Search code examples
c++compressionlossless-compressionlzw

What does the parameter assigned to an unordered_map<> name hold?


I was going through a great article on LZW compression algorithm by Mark Nelson, and found something in the code I haven't yet encountered.

In the code, he used unordered_map to store strings and their corresponding frequency. The declaration of the map was:

std::unordered_map<std::string, unsigned int> codes( (max_code * 11)/10 );

max_code stores the maximum number of entries in the map, i.e. 32767. The code:

void compress( INPUT &input, OUTPUT &output, const unsigned int max_code = 32767 )
{
    //code
}

I am unaware as to what parameter does an unsigned int value associated with codes hold. Also, could someone enlighten me as to why the max_code value is multiplied by 11 and then divided by 10?

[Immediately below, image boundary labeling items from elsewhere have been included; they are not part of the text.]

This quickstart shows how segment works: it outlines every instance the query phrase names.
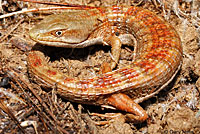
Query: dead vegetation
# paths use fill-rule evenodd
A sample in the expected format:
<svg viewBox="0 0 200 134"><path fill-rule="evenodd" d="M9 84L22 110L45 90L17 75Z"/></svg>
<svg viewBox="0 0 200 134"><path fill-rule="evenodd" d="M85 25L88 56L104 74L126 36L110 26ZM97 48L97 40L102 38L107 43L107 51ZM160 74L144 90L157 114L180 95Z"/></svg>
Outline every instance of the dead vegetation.
<svg viewBox="0 0 200 134"><path fill-rule="evenodd" d="M42 0L41 0L42 1ZM167 89L141 105L149 118L138 125L123 119L110 119L90 113L119 111L71 103L56 95L56 88L44 90L28 74L26 57L35 45L28 31L53 11L33 12L55 7L16 0L0 1L0 133L200 133L200 2L198 0L54 0L89 6L137 5L163 16L179 33L183 64ZM57 6L58 7L58 6ZM63 7L63 6L62 6ZM30 10L33 9L33 10ZM9 16L9 17L7 17ZM39 46L49 53L51 65L70 77L98 74L108 60L109 47L84 49ZM123 47L120 65L130 62L132 50ZM53 54L52 54L53 53ZM99 121L111 122L96 125Z"/></svg>

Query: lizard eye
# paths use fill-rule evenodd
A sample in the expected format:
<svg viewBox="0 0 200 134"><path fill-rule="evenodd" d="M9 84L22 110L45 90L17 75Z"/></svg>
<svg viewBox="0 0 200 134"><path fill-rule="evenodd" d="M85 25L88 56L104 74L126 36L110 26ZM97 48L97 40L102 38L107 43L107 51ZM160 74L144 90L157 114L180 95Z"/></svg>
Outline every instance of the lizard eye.
<svg viewBox="0 0 200 134"><path fill-rule="evenodd" d="M58 36L58 37L62 36L62 33L63 33L62 31L56 31L55 32L56 36Z"/></svg>

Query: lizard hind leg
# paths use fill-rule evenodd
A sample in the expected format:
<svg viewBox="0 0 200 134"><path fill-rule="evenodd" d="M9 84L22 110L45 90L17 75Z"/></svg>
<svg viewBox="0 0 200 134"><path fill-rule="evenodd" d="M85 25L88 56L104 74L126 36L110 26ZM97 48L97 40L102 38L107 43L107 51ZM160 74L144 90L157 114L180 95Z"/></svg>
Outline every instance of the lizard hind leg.
<svg viewBox="0 0 200 134"><path fill-rule="evenodd" d="M107 102L119 110L129 112L126 114L128 122L141 123L148 118L146 111L126 94L113 94L107 98Z"/></svg>

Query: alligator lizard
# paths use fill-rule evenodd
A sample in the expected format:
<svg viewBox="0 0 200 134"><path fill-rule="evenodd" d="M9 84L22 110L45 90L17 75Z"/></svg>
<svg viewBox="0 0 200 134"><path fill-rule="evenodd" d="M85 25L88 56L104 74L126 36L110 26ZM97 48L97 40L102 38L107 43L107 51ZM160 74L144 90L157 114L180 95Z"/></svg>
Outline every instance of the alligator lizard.
<svg viewBox="0 0 200 134"><path fill-rule="evenodd" d="M74 9L50 15L30 30L30 37L55 47L110 45L117 62L121 45L133 46L135 57L131 65L82 80L53 69L39 51L28 55L30 73L48 87L56 85L61 97L78 103L114 106L131 113L133 122L148 118L137 103L163 89L182 62L181 41L174 28L154 13L135 6ZM136 45L132 38L137 40ZM115 66L113 62L111 67Z"/></svg>

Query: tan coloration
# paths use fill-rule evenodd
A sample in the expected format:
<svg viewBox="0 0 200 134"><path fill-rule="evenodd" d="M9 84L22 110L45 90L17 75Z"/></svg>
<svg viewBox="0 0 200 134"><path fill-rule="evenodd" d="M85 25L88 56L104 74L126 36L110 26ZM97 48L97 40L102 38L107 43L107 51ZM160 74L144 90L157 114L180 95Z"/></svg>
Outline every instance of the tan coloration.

Here is the compress function for reference:

template<class INPUT, class OUTPUT>
void compress( INPUT &input, OUTPUT &output, const unsigned int max_code = 32767 )
{
  input_symbol_stream<INPUT> in( input );
  output_code_stream<OUTPUT> out( output, max_code );

  std::unordered_map<std::string, unsigned int> codes( (max_code * 11)/10 );
  for ( unsigned int i = 0 ; i < 256 ; i++ )
    codes[std::string(1,i)] = i;
  unsigned int next_code = 257;
  std::string current_string;
  char c;
  while ( in >> c ) {
    current_string = current_string + c;
    if ( codes.find(current_string) == codes.end() ) {
      if ( next_code <= max_code )
        codes[ current_string ] = next_code++;
      current_string.erase(current_string.size()-1);
      out << codes[current_string];
      current_string = c;
    }
  }
  if ( current_string.size() )
    out << codes[current_string];
}

Solution

  • The std::unordered_map type template has a number of constructors that accept a size_type; typically std::size_t, which is an unsigned integer. This value is related to the semantics, or rather the typical implementation, of an unordered map as a hash-set. From the link above:

    explicit unordered_map(size_type bucket_count,
                           const Hash& hash = Hash(),
                           const key_equal& equal = key_equal(),
                           const Allocator& alloc = Allocator() );
    
    1. Constructs empty container. Sets max_load_factor() to 1.0. For the default constructor, the number of buckets is implementation-defined.

    ...

    bucket_count - minimal number of buckets to use on initialization. If it is not specified, implementation-defined default value is used

    It serves as an indicator of how much data you expect the container to hold. This of course will not be perfect because of hash collisions. But it serves as a hint for the container for how much memory to allocate, similar to what std::vector::reserve() would do.

    My guess is that by choosing slightly more than you actually need, here 1.1 as much, you are more likely to avoid reallocations on the bucket-level. 1.1 sounds a bit too conservative to me, I might have gone for 1.5 or higher. But possibly experiments were made to determine what safety-factor to use.